Why don't some TEFL courses have accreditation?
There can be different reasons why they don't have it. Some of them may be:
- They may not be able to afford it or have financial problems.
- They can be a new provider and may not have attained it.
- They may be a fraudulent TEFL certificate "mill".
- They may choose not to seek accreditation because they view it as a violation of their religious or academic beliefs.
As mentioned above accreditation involves an exchange of money. They may not be able to afford it or they may not want to pay for it.
2. They might be new
The whole process of accreditation can take a good deal of time depending on the organization.
3. They might be a fraud
In the worst case scenario a so called TEFL provider could offer a course with a pay upfront fee and then offer nothing in return or maybe just a certificate. The former is probably not too common though as in this day in age the word gets out and spreads fast on the internet. I have seen places selling fake degrees and TEFL certificates online.
"Fraud" and "scams" are strong words and these sort of things don't really happen that often. What might be slightly more common though is a TEFL course provider offering a shoddy course for a fee.
How can you avoid this?
Some TEFL providers say, "take an accredited TEFL course". But as you will soon learn that's no guarantee. I mentioned some of these in Which TEFL course should I take? Basically you can suss out their website, their "About" page, reviews, etc.

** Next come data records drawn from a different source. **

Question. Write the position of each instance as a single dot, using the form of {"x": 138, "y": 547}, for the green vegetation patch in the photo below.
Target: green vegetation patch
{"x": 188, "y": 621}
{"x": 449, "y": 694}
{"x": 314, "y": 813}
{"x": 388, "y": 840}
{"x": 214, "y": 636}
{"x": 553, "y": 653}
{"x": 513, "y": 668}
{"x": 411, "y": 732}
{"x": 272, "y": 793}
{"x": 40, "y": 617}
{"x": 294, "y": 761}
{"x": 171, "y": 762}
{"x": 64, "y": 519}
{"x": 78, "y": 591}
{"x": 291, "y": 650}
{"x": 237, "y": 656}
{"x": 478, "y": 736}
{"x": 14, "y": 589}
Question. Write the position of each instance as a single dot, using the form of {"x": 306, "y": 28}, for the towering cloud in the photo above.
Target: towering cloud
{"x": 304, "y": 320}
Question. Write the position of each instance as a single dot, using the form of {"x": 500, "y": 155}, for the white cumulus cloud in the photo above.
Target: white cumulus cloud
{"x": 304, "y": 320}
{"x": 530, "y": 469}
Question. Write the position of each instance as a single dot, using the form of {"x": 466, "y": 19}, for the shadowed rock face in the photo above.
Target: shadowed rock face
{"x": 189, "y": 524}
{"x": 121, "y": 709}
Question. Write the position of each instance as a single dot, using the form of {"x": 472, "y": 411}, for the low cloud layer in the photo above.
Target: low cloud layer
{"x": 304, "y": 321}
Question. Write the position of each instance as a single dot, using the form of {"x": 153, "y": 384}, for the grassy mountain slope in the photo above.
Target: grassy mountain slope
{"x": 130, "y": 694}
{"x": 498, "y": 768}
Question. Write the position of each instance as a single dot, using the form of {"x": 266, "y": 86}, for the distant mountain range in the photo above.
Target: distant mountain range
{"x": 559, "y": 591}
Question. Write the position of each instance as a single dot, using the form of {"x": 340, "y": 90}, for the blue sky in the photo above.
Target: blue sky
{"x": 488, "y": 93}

Typically crooks or frauds - whether they are a TEFL course provider or just a troll, do not offer any personal information and try to remain anonymous.
4. They may choose not to seek accreditation
They could be a religious based TEFL course accredited by god himself, LOL or they may see it as a violation of their academic freedom. As mentioned above accreditation undermines institutional authority.
So they may not believe in the system or have other religious/academic reasons. I have seen ads out there for "Christian" TEFL courses.
Accreditation can be used to scam you
Since people assume that the word "accredited" equals quality or a good reputation then know that it can also be used to scam you for money.
The term "accredited TEFL courses" is frequently used by TEFL course providers. While many of them may have it others may lie about their accreditation or be both the TEFL course provider and the accreditation bureau themselves.
Here's something similar to that note about colleges.
“For example 83% of the board for Middle States Commission on Higher Education is comprised of people that work for institutions that they then accredit.” - The College Accreditation Scam
The term "accreditation" can also be used as well to market online universities. Here is an example:
"With our high quality, self-paced degree programs you can get an accredited degree for around $6,000 #EndStudentDebt"
Maybe it is true and not a "scam". I guess in the USA we assume that higher education comes with a price. We assume the more you pay the better the degree and education that you'll get. But in many other developed countries students spend less than that for a degree that's not taken online.
Or in the TEFL world it may be:
"Accredited TEFL courses offering internationally recognized certification for just $49 on Groupon."
I made that one up, but it's something like I have seen before. It may be possible, but it's a lot of marketing and hype.
How can you know if the accreditation is real?
You can look them up. See who they are and who else they accredit.
TEFL accreditation "can" be a marker of a quality TEFL course. But accreditation isn't all that it seems and doesn't guarantee quality for the different reasons mentioned above. There is more to it than that.
A TEFL course is not required to be accredited and just because it isn't doesn't necessarily mean that it is a low quality course or a fraud.
I wouldn't merely rely on TEFL accreditation as a marker of a good TEFL course or not. Most courses are accredited. I would try to test it out and see if it fits your needs, research the company or perhaps see what people are saying about it.